By Cameron Turner (not verified) on 09 Mar 2010 #permalink

Not all birds are living dinosaurs. Some are extinct dinosaurs. Or, were extinct dinosaurs. Or, er, something. Isn't that your ringtone?

By Nathan Myers (not verified) on 09 Mar 2010 #permalink

Also worth pointing out that elephant birds went extinct about 1000 years ago whereas dinosaurs went extinct tens of millions of years ago. Apparently the Metro writer has no idea what "several orders of magnitude" means. However, given Mary Schweitzer's findings of proteins and cells I still wouldn't bet money that finding dinosaur DNA (albeit far too fragmented for Michael Crichton) is completely impossible.

Bird eggs are immensely cool and marvellous things. Sad to say my only lab experience with them has been using them to grow viruses in. Some day I'd like to raise pet chickens.

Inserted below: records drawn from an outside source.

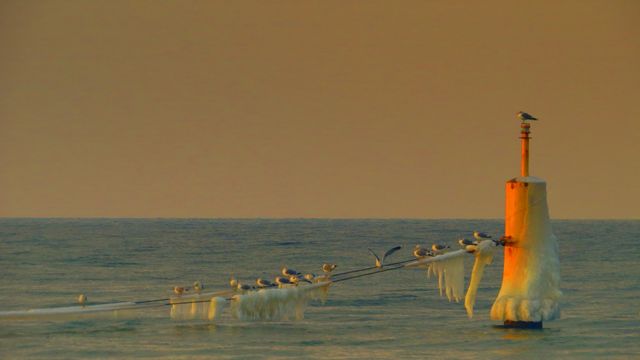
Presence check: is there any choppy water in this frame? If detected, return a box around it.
[0,219,640,359]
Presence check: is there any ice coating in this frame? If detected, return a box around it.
[464,240,496,319]
[231,282,331,320]
[170,296,226,320]
[404,250,467,302]
[427,256,464,302]
[491,177,562,322]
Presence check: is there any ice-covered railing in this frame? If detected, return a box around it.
[404,240,496,318]
[0,240,496,321]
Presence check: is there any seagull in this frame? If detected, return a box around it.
[275,276,291,287]
[496,235,511,246]
[173,286,187,295]
[78,294,88,306]
[322,264,338,273]
[289,276,311,286]
[256,278,274,288]
[367,246,402,269]
[237,283,254,291]
[229,275,238,289]
[413,245,433,259]
[473,231,491,241]
[458,239,478,247]
[431,244,450,253]
[473,231,491,241]
[516,111,538,121]
[281,266,302,276]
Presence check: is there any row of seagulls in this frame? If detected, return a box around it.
[431,244,450,254]
[256,278,275,288]
[367,246,402,269]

From your article, it's not clear to me whether they just extracted DNA, or really sequenced it. If the DNA was sequenced, does the article mention how much and what type of DNA was sequenced? Are we talking about the mitochondrial DNA, some genes or a really large chunk of the genome?
I'm asking as it is important for how information we can derive from this 'paleo-sequences'. I'm curious as to how it compares to other sequencing project (like the neanderthal genome project, which is largely based on DNA derived from femur bones).

Please allow me to second Cameron's question. Who's Bunce?

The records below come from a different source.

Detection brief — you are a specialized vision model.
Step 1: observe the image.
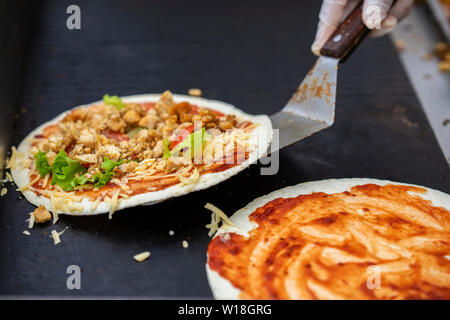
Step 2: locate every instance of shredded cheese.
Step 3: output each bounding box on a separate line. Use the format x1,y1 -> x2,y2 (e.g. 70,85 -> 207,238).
205,203 -> 236,237
133,251 -> 150,262
188,88 -> 202,97
176,168 -> 200,187
91,197 -> 102,212
50,227 -> 67,245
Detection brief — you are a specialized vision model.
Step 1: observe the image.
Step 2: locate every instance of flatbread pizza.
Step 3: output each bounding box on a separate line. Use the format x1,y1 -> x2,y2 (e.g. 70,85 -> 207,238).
206,179 -> 450,300
9,91 -> 272,216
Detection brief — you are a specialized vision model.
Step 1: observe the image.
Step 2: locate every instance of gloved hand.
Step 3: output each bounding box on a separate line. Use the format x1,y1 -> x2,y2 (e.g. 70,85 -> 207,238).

The link isn't working, just as you predicted, Ed, so I'm guessing that Bunce may be a coauthor.

By Pete Moulton (not verified) on 09 Mar 2010 #permalink

Oops. Yes, Bunce is the final author. I've added a clarifying clause to explain his mysterious appearance at the end of the article. Sorry for the confusion.

Shi-Hsia - I actually asked Mary Schweitzer for a comment on this, but she hasn't got back to me yet.